The other day an old friend popped up on me via instant messenger. We had lost touch in the way that you do, and hadn’t talked in years. We spent an hour or so chatting and catching up — She lives out west now! She has an adorable daughter! Work is good! Etc. — and then went back to doing whatever we were doing before, which in my case was searching for bear videos and wondering how long it was going to be before I could take a drink without feeling kind of shifty about it.

Anyway, here’s the thing: when I was remembering the conversation several hours later, something very strange happened. Well, not “strange,” exactly, because it’s something that has been occurring to me more frequently of late, and I’m not sure what it means. In my recollection of the chat, my friend and I were in a completely different physical space altogether. I mean, I was at my desk the entire time when we were “speaking,” but in my mind the whole thing took place somewhere else, somewhere amorphous and unconnected to any physical location.

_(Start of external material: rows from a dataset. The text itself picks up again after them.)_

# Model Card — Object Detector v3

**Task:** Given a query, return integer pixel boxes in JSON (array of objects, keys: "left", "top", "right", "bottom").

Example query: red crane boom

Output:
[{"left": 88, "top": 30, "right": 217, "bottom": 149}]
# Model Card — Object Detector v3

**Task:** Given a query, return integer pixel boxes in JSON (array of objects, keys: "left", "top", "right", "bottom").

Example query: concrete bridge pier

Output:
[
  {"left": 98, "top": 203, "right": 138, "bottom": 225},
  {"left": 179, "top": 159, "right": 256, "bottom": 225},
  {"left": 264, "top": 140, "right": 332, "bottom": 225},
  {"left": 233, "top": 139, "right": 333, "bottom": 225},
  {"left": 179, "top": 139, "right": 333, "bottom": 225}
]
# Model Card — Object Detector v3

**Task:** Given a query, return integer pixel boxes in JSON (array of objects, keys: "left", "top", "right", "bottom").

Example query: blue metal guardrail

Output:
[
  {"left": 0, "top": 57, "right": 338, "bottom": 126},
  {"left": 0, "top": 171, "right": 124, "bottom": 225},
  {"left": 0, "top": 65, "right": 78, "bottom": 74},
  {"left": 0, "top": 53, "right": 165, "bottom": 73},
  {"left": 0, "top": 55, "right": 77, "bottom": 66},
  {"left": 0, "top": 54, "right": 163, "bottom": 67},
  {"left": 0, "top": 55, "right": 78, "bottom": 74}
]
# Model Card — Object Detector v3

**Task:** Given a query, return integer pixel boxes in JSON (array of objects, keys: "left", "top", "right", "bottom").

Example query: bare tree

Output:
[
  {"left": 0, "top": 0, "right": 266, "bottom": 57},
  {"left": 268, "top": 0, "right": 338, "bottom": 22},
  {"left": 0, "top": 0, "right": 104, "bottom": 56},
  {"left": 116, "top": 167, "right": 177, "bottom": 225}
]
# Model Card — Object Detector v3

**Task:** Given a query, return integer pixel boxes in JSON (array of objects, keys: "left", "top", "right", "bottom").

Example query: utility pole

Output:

I don’t know if I’m explaining this clearly enough, but I seem to be experiencing some sort of disassociation with the terrestrial when I think about these conversations. If I talk to someone on the phone, when I think back on it a few hours afterward I can see myself pacing around the room, head cocked against my shoulder. With an IM chat — depending on who I’m talking to or what the subject is — my sensory perceptions place me in a different, utterly ethereal zone. (The effect is even more pronounced if the conversation occurs with those to whom I speak less frequently or know to be “far away.”)

This is not obviously something completely exclusive to the Internet. We’ve all had the experience of stepping out of a car and suddenly realizing, “Wait, I just drove all the way home and have no memory of doing it.” But there’s a very different feeling to this one; it’s almost as if my brain is creating my own avatar and putting it in a space which lacks the constraints of time or much physical detail. I’m mentally talking to someone else in a vague and undefined area while I am physically “talking” to someone through a screen and keyboard.

There are all sorts of discussions about whether or not the Internet is “rewiring” our brains. I’m pretty sure there’s at least something to the idea — God knows it’s a struggle for me to read printed text in a linear fashion anymore without jumping to the laptop to investigate related information — but this IM phenomenon is throwing me a bit. Is this happening to everyone, or is it just another sign of my impending mental disintegration? Because I could totally see a case for that argument too.